Nelle attuali realtà aziendali, organizzative e sociali, caratterizzate da una grande quantità di dati e informazioni, si assiste a una crescente dipendenza tra il sistema informativo aziendale e la capacità di operare dell’azienda stessa. Le modifiche di strategia, regole e processi aziendali (Business Process) richiedono sempre di più cambiamenti nell’hardware, nel software, nelle basi di dati, nelle reti di comunicazione e a livello di interfaccia utente.

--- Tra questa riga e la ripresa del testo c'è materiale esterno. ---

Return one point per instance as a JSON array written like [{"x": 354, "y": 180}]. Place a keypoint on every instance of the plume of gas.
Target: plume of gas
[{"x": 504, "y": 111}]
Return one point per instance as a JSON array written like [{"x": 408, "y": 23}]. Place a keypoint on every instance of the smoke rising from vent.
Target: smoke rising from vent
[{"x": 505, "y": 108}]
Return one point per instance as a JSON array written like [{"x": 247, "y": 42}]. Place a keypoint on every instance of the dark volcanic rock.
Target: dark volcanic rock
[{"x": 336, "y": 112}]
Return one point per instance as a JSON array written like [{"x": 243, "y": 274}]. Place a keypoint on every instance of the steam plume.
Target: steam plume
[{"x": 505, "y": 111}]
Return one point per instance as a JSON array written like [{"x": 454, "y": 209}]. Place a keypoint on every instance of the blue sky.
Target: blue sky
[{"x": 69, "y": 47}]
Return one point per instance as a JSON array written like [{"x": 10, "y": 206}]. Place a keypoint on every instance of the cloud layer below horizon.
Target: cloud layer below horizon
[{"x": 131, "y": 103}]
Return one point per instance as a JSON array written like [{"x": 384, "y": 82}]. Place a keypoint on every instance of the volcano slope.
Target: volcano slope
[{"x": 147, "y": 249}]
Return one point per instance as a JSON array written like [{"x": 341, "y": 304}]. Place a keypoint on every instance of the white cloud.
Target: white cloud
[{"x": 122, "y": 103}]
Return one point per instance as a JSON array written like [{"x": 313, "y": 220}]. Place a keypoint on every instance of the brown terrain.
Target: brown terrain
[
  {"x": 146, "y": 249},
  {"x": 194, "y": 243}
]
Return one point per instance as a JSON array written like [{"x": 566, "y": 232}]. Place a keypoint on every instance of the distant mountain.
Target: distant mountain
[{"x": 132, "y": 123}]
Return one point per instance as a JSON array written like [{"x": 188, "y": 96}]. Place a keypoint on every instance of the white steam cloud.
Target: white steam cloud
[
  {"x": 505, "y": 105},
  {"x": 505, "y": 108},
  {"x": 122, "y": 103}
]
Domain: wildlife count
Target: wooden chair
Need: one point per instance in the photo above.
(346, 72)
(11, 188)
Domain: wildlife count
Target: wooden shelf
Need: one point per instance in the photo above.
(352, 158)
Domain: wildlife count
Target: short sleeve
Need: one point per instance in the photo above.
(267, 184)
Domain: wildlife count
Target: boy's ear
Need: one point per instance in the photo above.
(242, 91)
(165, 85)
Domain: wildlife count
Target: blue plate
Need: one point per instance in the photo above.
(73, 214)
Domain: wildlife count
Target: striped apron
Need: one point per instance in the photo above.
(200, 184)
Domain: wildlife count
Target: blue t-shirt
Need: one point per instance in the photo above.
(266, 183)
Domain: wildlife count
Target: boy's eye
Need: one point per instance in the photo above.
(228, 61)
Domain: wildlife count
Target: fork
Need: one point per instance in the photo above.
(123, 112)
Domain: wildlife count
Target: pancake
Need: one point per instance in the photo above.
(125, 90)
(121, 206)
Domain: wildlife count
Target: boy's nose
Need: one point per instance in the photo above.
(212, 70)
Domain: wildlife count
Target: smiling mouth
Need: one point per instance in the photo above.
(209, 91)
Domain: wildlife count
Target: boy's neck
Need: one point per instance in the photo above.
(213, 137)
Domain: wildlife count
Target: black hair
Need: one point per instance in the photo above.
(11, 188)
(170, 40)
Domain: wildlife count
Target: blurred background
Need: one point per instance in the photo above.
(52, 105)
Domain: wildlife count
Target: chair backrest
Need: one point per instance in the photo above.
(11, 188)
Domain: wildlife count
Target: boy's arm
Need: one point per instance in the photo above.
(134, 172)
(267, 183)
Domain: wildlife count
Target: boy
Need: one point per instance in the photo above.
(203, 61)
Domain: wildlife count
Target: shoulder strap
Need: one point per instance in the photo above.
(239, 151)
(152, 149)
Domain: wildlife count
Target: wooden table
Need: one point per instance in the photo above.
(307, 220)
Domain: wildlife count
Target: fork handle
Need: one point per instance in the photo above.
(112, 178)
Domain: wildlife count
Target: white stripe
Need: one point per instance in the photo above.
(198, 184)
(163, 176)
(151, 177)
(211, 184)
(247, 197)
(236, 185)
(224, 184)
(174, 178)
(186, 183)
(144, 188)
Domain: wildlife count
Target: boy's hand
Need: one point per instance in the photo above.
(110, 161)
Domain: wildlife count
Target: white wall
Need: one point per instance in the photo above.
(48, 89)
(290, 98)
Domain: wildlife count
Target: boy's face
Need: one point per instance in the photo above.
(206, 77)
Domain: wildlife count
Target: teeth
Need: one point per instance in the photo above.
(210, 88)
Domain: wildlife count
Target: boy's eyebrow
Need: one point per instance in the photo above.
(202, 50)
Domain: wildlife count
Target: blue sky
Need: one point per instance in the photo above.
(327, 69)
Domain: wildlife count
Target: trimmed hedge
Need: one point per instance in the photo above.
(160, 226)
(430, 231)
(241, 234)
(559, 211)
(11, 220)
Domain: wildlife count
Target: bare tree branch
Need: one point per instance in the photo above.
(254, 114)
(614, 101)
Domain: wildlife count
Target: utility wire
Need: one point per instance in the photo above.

Spesso, ciò che l’organizzazione può fare oggi dipende dalle funzionalità rese disponibili dal suo sistema informativo; Internet e il Web sono diventati uno dei fondamenti su cui le organizzazioni basano i loro sistemi informativi per costruire un’economia centrata sull’informazione.

Fra i vari metodi per rispondere alle sfide di un’economia globale vi è quello di acquisire sempre più informazioni rilevanti per l’organizzazione, oltre a valorizzare quelle già in possesso. I sistemi informativi possono definirsi come strumenti supportati dall’Information Technology (IT) e composti da applicazioni software, sistemi di gestione dati, interfacce utente e reti di comunicazione atti a supportare le organizzazioni nella gestione dell’informazione. Essi presentano vari aspetti di complessità, sia progettuale sia di controllo e di gestione; tali aspetti sono dovuti alla presenza di varie fonti informative, di basi di dati eterogenee e alla presenza di processi e attori aziendali distribuiti connessi nella cooperazione tra entità organizzative diverse.

Per affrontare tali complessità, oggi la chiave di successo consiste nel progettare e realizzare sistemi informativi distribuiti, che permettono a diverse organizzazioni di lavorare in sinergia per gestire il carico applicativo e l’informazione in rete, ma al tempo stesso mantenendo un certo livello di autonomia. Governare la complessità che si viene a creare non è semplice; per questo motivo, sono stati proposti metodologie, metodi, tecniche e strumenti di supporto alla progettazione e realizzazione di un sistema informativo come sistema in grado di fornire ad un’organizzazione che vuole definirsi in “rete” metodi adatti per governare sia i processi organizzativi interni che quelli per cui è necessaria un’interazione con altre organizzazioni.

Dati e informazioni

Con il termine dato intendiamo un fatto, una misura, quindi un elemento che modella e descrive una porzione della realtà che si vuole rappresentare. Al di sopra del dato si posiziona l’informazione, che può essere definita come l’interpretazione di un singolo o un insieme di dati. Sopra l’informazione si trova la conoscenza, che è ottenibile integrando l’informazione con l’esperienza. Infine vi è la saggezza che può essere definita come l’esperienza applicata alla conoscenza per guidare un soggetto ad intraprendere l’azione più adatta in un determinato momento.

Le organizzazioni

Risorse è tutto ciò con cui un’organizzazione opera, sia materiale che immateriale, per perseguire i suoi obiettivi.

  • Risorse esterne
    • Ambiente sociale ed economico
    • Mercato
    • Clienti
  • Risorse interne
    • Scambio: prodotti (beni o servizi)
    • Struttura: strumenti finanziari, persone, infrastrutture
    • Gestione: norme, organigrammi, deleghe, piani, informazioni

Le risorse hanno ciascuna un proprio ciclo di vita che generalmente comprende le fasi di pianificazione, acquisizione, gestione e manutenzione. L’informazione viene usata per la comunicazione, per il supporto ai processi e per il supporto alle decisioni (decision making), per il quale si ha bisogno di informazioni sulle alternative strategiche o di controllo possibili. Gestire l’informazione si traduce in una serie di attività, quali: Creare, Acquisire, Elaborare, Archiviare, Trasmettere, Presentare.

Processi

Processi è l’insieme di attività che l’organizzazione nel suo complesso svolge per gestire il ciclo di vita di una risorsa per raggiungere un risultato definito e misurabile (prodotto/servizio).

Piramide di Anthony

Modello di Porter

Il modello di Porter considera i processi e le funzionalità ad essi collegate come lo strumento a disposizione di un’organizzazione per dare valore ai prodotti e ai servizi rilasciati all’esterno.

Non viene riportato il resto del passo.